Mit der Einführung der REST-API Schnittstelle wurde es möglich, die Prozesse über ein Web-Interface (Abbildung 6) von ausserhalb der Anlage online zu verfolgen - unabhängig vom Standort.

Abbildung 6: Prozessvergleich über die Webapplikation

 

Von der Pilotanlage zur kommerziellen Produktion

Angesichts des stetigen Anstiegs des weltweiten Umsatzes der Produkte und der begrenzten Produktionskapazitäten entschied der Kunde im Jahr 2018, die beiden Anlagen auf Marktproduktion umzustellen. Diese Umstellung wurde erfolgreich validiert, und seitdem werden an diesem Standort Produkte für den globalen Markt hergestellt. Der Übergang von der Pilotierung zur kommerziellen Produktion erforderte eine umfassende Validierung aller Prozesse. In jedem erforderlichen Schritt haben wir den Kunden begleitet, und Lucullus® hat diese Herausforderungen reibungslos gemeistert.

Schon bald reichte diese Kapazität nicht mehr, um die Marktbedürfnisse zu erfüllen und so steht derzeit ein nochmaliger Ausbau mit dem Ziel einer weiteren Verdoppelung der Kapazität in Umsetzung. Dank der Skalierbarkeit von Lucullus® und der übergeordneten Funktionalität, welche für alle Anlagen und Prozesse angewendet werden kann, steht dem Erfolg dieses Projektes nicht im Wege.


Schlussfolgerung und Ausblick

Die Prozessentwicklung, Pilotierung und Produktion von monoklonalen Antikörpern ist auf eine robuste und validierbare Automatisierung und eine sichere Datenverwaltung aus unterschiedlichsten Quellen angewiesen.

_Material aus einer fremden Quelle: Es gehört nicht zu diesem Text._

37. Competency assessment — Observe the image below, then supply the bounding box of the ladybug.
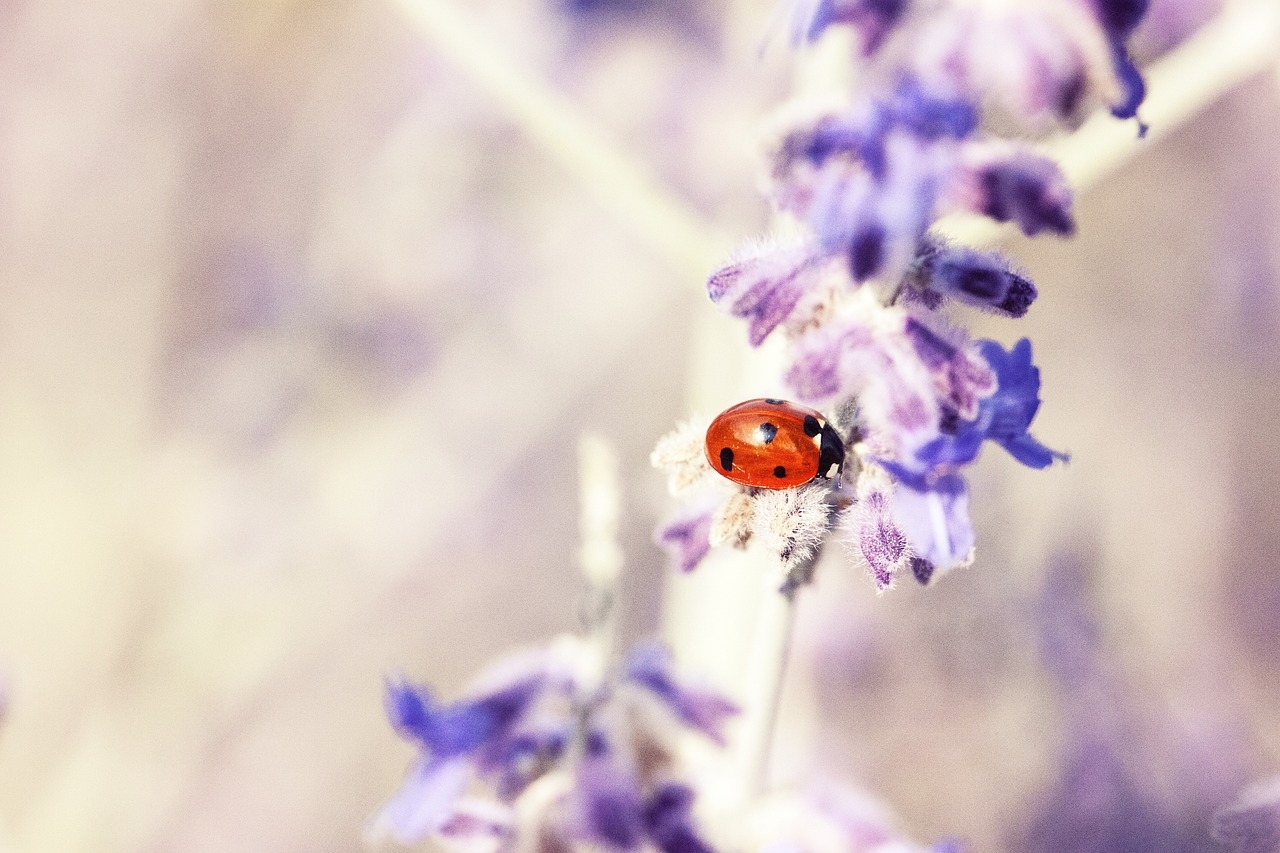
[707,397,845,489]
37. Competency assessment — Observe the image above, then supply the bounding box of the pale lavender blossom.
[893,474,974,571]
[902,240,1038,318]
[654,506,716,573]
[941,140,1075,237]
[707,236,829,347]
[369,639,737,853]
[623,643,737,744]
[844,471,914,589]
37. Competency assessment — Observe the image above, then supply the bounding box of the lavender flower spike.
[906,242,1038,318]
[893,474,974,571]
[625,643,739,744]
[916,338,1070,473]
[791,0,910,56]
[654,507,716,573]
[945,141,1075,237]
[707,243,823,347]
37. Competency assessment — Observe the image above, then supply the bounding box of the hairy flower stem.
[739,547,822,800]
[577,434,622,676]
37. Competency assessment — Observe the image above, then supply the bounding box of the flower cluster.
[654,0,1146,589]
[369,638,736,853]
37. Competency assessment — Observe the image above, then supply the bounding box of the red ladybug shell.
[707,398,845,489]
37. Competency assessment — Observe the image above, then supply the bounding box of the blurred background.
[0,0,1280,853]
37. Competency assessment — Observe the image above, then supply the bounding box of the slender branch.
[396,0,731,277]
[577,434,622,678]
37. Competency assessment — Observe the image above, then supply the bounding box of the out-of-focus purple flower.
[366,758,486,844]
[387,676,543,760]
[845,471,913,589]
[904,243,1037,318]
[623,643,737,744]
[1084,0,1151,126]
[942,142,1075,237]
[369,639,736,853]
[575,740,645,850]
[707,243,827,347]
[1212,776,1280,853]
[370,672,549,841]
[772,78,978,282]
[654,508,716,573]
[913,338,1070,470]
[891,467,974,578]
[785,301,940,459]
[791,0,910,56]
[910,4,1114,128]
[902,315,996,418]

Lucullus® hat sich hinsichtlich dieser Kriterien und der umfassenden Funktionalität von der Datenaufzeichnung, über die erweiterte Prozesssteuerung, bis hin zur massgeschneiderten Auswertung, Berichterstellung und der komfortablen webbasierten Überwachung bewährt. Auch hinsichtlich Validierung erfüllt Lucullus® alle Anforderungen der FDA Richtlinie 21 CFR Part 11 - Electronic Records; Electronic Signatures 10.

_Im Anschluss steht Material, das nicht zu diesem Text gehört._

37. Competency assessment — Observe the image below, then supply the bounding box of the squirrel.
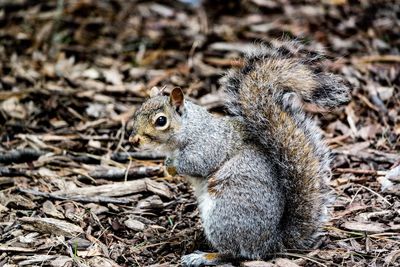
[130,42,350,266]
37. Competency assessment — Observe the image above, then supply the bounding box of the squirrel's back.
[222,42,349,248]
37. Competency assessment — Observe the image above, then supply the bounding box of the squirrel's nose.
[129,134,140,147]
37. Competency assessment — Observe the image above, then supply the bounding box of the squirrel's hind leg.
[181,251,229,267]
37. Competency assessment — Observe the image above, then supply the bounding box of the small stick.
[89,166,164,180]
[18,188,133,204]
[111,151,165,162]
[334,168,378,175]
[0,148,47,164]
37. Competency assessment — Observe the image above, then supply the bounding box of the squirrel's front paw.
[164,158,177,176]
[181,251,220,267]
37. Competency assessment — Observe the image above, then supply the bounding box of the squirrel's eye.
[155,116,167,127]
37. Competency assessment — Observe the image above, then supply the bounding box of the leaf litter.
[0,0,400,266]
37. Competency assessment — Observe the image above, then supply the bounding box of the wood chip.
[343,222,389,234]
[53,178,172,198]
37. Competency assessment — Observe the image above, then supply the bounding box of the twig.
[111,151,165,162]
[334,168,378,175]
[18,188,134,204]
[0,167,28,177]
[359,185,392,206]
[85,166,164,180]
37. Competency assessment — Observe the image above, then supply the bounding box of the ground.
[0,0,400,266]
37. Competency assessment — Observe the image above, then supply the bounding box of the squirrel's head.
[129,88,184,151]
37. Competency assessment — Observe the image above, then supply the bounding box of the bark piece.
[52,178,172,198]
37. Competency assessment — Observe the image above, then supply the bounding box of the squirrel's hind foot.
[181,251,222,267]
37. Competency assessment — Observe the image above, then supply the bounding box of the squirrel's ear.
[169,88,184,113]
[150,86,161,97]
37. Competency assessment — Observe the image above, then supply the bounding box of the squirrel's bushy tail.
[222,40,349,249]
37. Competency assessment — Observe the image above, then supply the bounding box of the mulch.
[0,0,400,266]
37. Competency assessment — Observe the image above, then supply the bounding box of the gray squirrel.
[130,42,350,266]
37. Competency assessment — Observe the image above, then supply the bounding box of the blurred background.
[0,0,400,266]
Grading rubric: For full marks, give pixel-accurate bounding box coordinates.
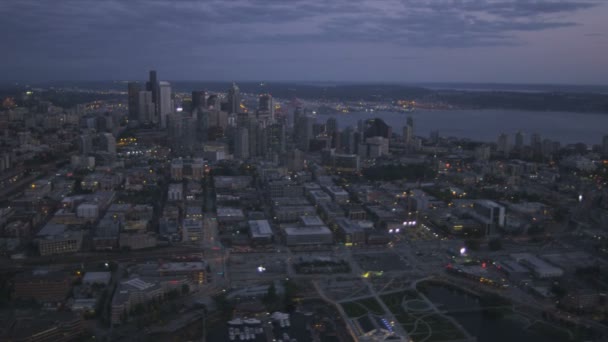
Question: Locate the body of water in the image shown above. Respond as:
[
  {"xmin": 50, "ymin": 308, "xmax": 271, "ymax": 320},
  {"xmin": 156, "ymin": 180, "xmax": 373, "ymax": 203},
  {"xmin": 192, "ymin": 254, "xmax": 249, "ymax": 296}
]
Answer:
[{"xmin": 324, "ymin": 110, "xmax": 608, "ymax": 144}]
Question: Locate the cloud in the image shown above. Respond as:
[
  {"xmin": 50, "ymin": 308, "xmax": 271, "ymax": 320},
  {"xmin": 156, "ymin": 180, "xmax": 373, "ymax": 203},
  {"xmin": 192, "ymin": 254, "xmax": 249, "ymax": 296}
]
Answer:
[{"xmin": 0, "ymin": 0, "xmax": 602, "ymax": 79}]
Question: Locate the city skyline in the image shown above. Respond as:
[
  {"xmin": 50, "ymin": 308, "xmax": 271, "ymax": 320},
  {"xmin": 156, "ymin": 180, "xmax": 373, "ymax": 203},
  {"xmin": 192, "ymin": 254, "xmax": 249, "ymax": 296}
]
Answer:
[{"xmin": 0, "ymin": 0, "xmax": 608, "ymax": 84}]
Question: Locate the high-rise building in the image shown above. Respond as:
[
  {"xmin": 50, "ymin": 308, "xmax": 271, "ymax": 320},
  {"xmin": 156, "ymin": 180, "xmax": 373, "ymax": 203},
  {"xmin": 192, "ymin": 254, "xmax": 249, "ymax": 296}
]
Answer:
[
  {"xmin": 363, "ymin": 118, "xmax": 392, "ymax": 139},
  {"xmin": 78, "ymin": 134, "xmax": 93, "ymax": 156},
  {"xmin": 266, "ymin": 123, "xmax": 285, "ymax": 154},
  {"xmin": 146, "ymin": 70, "xmax": 159, "ymax": 123},
  {"xmin": 496, "ymin": 133, "xmax": 511, "ymax": 156},
  {"xmin": 258, "ymin": 94, "xmax": 274, "ymax": 121},
  {"xmin": 101, "ymin": 133, "xmax": 116, "ymax": 154},
  {"xmin": 403, "ymin": 116, "xmax": 414, "ymax": 145},
  {"xmin": 127, "ymin": 82, "xmax": 141, "ymax": 120},
  {"xmin": 325, "ymin": 118, "xmax": 340, "ymax": 149},
  {"xmin": 340, "ymin": 126, "xmax": 357, "ymax": 154},
  {"xmin": 167, "ymin": 112, "xmax": 197, "ymax": 155},
  {"xmin": 207, "ymin": 94, "xmax": 220, "ymax": 110},
  {"xmin": 228, "ymin": 82, "xmax": 241, "ymax": 114},
  {"xmin": 137, "ymin": 91, "xmax": 154, "ymax": 123},
  {"xmin": 192, "ymin": 90, "xmax": 207, "ymax": 111},
  {"xmin": 515, "ymin": 131, "xmax": 524, "ymax": 151},
  {"xmin": 293, "ymin": 115, "xmax": 315, "ymax": 152},
  {"xmin": 287, "ymin": 149, "xmax": 304, "ymax": 172},
  {"xmin": 156, "ymin": 81, "xmax": 174, "ymax": 128},
  {"xmin": 530, "ymin": 133, "xmax": 543, "ymax": 156},
  {"xmin": 234, "ymin": 127, "xmax": 249, "ymax": 159}
]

Während nun mehr als 30 Jahren unterstützen wir diesen Kunden mit unserem Knowhow für Automations- und Digitalisierungslösungen. Unsere Spezialisten betreuen eine der grössten Lucullus® Installationen mit einer Vielzahl von Servern und angeschlossenen Geräten, wie Sensoren, Steuerungen und Analysengeräten, um eine umfassende Digitalisierung der Daten und Automatisierung der Abläufe zu gewährleisten.

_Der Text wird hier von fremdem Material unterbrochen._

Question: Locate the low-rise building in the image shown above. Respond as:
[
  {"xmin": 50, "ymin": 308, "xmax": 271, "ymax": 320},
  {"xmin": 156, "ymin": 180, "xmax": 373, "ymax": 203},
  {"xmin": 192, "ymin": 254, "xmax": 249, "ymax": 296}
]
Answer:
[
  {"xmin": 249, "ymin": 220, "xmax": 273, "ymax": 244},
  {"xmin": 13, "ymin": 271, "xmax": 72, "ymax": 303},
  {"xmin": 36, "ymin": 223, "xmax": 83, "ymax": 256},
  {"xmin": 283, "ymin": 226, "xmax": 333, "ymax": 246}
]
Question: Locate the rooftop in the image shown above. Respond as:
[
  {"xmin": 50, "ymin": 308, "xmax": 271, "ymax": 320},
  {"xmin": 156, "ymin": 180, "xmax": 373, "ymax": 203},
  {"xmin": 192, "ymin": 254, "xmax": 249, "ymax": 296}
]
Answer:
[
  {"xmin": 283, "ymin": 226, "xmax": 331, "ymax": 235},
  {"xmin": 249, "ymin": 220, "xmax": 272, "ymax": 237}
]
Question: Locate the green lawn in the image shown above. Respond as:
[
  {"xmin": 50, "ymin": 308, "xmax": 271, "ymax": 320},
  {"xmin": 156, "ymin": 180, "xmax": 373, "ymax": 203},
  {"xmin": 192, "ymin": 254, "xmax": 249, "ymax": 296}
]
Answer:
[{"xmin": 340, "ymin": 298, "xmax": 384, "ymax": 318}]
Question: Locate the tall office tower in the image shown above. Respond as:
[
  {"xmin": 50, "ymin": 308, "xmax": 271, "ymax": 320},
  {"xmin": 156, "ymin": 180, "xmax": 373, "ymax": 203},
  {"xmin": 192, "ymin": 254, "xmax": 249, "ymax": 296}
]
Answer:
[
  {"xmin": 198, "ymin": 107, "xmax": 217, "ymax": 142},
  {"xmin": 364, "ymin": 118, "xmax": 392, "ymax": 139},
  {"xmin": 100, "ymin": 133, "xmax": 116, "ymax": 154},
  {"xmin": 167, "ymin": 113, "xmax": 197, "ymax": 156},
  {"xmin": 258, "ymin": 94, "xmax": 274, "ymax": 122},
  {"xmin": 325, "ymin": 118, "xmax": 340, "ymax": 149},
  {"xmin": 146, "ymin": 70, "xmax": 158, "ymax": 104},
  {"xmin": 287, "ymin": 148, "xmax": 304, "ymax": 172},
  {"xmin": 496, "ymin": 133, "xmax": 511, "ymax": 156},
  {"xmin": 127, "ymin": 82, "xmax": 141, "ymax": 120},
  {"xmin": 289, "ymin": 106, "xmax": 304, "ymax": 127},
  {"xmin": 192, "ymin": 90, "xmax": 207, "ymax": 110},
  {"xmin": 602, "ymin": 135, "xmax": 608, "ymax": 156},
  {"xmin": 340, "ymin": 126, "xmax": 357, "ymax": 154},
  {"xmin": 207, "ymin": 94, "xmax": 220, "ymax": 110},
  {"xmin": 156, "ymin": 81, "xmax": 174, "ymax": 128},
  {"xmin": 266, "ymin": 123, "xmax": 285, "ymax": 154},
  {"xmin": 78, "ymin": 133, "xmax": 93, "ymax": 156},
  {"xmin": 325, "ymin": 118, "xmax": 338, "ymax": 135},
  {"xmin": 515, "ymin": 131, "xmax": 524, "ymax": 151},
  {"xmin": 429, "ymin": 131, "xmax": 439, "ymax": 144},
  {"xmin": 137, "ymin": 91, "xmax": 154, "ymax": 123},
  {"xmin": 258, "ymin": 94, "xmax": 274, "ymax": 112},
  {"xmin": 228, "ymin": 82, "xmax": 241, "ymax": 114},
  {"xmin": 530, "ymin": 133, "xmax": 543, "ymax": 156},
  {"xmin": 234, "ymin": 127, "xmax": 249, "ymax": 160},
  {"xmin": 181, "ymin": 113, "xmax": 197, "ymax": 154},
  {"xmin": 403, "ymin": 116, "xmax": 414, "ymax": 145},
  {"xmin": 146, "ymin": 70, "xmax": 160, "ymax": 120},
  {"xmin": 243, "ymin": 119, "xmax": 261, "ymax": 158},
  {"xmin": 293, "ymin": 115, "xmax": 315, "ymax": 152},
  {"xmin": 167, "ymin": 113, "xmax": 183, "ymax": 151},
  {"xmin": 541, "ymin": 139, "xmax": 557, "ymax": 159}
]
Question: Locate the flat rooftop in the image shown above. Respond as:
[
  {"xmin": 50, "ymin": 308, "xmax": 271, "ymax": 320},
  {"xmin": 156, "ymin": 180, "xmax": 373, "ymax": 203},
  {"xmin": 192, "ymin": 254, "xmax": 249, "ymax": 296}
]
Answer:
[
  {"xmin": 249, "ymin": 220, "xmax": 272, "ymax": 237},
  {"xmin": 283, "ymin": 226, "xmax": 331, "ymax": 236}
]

Die enge Zusammenarbeit der Anwender mit unseren Entwicklern ist sinnbildlich für die Positionierung der Securecell AG: Wir bieten nicht einfach Produkte, sondern umfassende Lösungen an, welche stetig an den Bedürfnissen des Kunden wachsen und fortlaufend weiterentwickelt werden.

Erfahren Sie mehr über Lucullus

Referenzen

  1. https://www.gkv-90prozent.de/ausgabe/07/kurzmeldungen/07_gamsi-telegramm/07_gamsi-telegramm.html
  2. Walsh, G. Biopharmaceutical benchmarks 2018. Nat Biotechnol 36, 1136–1145 (2018)
  3. https://www.prnewswire.com/news-releases/global-monoclonal-antibodies-market-was-valued-at-us-208-32-bn-in-2022-and-is-expected-to-hit-a-revenue-of-us-647-bn-at-cagr-of-12-between-forecast-period-of-2022-32--future-market-insights-inc-301677078.html
  4. Goeddel, D. V et al. Expression in Escherichia coli of chemically synthesized genes for human insulin. Proceedings of the National Academy of Sciences 76, 106–110 (1979).
  5. Khan, S. et al. Role of Recombinant DNA Technology to Improve Life. Int J Genomics 2016, (2016).
  6. Wurm, F. M. Production of recombinant protein therapeutics in cultivated mammalian cells. Nat Biotechnol 22, 1393–1398 (2004).
  7. Walsh, G. Biopharmaceutical benchmarks 2010. Nat Biotechnol 28, 917–924 (2010).
  8. Walsh, G. & Jefferis, R. Post-translational modifications in the context of therapeutic proteins. Nat Biotechnol 24, 1241–1252 (2006).